Monday, Jan. 11, 1937
Quins' Contract
When the Dionne Quintuplets clung to life 31 months ago in Callender, Ont. and the world outside woke up to their uniqueness, Photographer Fred Davis of the bustling Toronto Star suggested selling their pictures to newspapers and services to help meet the expense of keeping the
Quins alive. The Star was willing to handle Canadian sales and in July, when the Quins were seven weeks old, it called for bids on the U. S. rights. Newspaper Enterprise Association's $2,050 for six months was top. When that contract expired, NEA and Hearst's King Features Syndicate got together to halt a bidding contest at $10,000. In the spring of 1936, the NEA-Quins contract was renewed at the same figure.
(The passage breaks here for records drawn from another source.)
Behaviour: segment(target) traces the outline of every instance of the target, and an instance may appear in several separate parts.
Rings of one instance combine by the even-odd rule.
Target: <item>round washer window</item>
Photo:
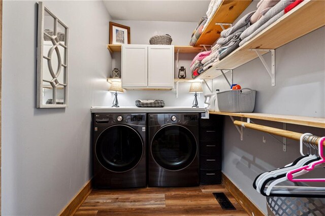
[[[192,163],[198,146],[195,137],[186,128],[169,125],[154,135],[151,145],[153,159],[161,167],[170,170],[184,169]]]
[[[138,164],[143,148],[142,139],[135,130],[125,125],[114,125],[101,134],[95,151],[98,160],[106,169],[125,172]]]

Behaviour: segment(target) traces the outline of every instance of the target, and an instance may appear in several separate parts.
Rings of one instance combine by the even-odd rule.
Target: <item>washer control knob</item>
[[[173,122],[175,122],[177,120],[177,117],[176,117],[176,116],[172,116],[172,118],[171,118],[171,119],[172,119],[172,121]]]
Last week NEA, a little breathless after a scrimmage with "another American com-petitor" (not Hearst), signed up to pay the five little Dionnes about $50.000 a year for the exclusive privilege of making their "still" pictures for newspapers, magazines and commercial users,* for by now the Quins have become the world's greatest news-picture story, subscribed to for 1937 by 672 U. S. dailies with an aggregate circulation of 13,116,637.
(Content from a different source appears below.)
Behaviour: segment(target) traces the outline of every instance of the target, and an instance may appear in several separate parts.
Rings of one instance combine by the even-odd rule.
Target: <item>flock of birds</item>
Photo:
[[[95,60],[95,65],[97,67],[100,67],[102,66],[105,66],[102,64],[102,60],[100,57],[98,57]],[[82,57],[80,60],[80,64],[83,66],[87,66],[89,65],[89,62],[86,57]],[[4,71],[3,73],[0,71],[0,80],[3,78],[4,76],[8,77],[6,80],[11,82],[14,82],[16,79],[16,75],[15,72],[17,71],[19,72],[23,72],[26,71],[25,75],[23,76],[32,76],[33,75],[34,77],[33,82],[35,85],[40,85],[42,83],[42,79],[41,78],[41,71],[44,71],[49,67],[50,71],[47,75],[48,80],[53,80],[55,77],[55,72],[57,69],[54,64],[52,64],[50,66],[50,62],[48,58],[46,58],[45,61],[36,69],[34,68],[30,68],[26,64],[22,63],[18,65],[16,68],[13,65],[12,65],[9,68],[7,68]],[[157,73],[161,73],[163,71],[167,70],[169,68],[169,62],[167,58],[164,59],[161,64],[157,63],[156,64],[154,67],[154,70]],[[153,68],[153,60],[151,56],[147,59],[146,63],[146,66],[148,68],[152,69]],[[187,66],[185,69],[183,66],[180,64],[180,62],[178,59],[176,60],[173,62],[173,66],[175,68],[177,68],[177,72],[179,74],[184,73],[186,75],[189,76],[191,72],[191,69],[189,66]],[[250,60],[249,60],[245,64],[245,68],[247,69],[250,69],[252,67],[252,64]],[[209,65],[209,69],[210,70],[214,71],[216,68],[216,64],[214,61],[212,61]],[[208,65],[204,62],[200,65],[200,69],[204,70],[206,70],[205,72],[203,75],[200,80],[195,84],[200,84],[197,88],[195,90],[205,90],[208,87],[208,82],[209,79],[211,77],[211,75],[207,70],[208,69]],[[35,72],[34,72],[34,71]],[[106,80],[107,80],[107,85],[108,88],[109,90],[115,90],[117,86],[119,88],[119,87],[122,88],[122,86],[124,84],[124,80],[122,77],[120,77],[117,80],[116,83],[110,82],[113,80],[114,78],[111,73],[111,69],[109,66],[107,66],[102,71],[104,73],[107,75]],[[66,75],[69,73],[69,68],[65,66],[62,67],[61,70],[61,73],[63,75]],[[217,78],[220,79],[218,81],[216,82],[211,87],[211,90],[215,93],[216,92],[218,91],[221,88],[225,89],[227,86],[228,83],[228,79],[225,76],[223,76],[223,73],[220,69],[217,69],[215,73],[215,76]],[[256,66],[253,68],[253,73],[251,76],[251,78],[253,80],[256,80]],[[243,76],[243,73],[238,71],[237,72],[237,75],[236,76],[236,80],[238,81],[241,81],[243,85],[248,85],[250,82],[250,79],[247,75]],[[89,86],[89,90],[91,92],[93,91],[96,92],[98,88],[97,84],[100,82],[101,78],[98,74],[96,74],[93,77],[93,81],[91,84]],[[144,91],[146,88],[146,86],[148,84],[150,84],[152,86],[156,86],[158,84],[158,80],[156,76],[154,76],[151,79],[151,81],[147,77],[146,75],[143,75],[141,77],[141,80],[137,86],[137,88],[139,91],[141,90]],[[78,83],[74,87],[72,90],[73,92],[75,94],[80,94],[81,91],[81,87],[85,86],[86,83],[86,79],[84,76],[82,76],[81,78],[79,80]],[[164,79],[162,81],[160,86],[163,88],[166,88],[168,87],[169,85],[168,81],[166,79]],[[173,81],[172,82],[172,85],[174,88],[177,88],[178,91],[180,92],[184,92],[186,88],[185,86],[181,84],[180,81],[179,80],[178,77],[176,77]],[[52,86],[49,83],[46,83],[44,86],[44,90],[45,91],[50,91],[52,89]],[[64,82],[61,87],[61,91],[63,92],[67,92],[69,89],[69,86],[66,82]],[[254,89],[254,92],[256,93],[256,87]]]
Extremely profitable to themselves, the Quins' cherubic features are not, however, the gold mine for NEA that might be supposed. NEA gives them to the 710 clients of its regular feature service at no extra charge, and now at a cost to itself of about $100,000 a year. Hearst thought the new $50,000 was too high, so NEA hurried around last week placing new Quin contracts. Takers included the Boston Post, Atlanta Journal, Detroit News and, for exclusive U. S. magazine rights, TIME Inc.
*Twentieth Century-Fox still holds the Quins' contract for feature cinemas, Pathe for newsreels and ''shorts."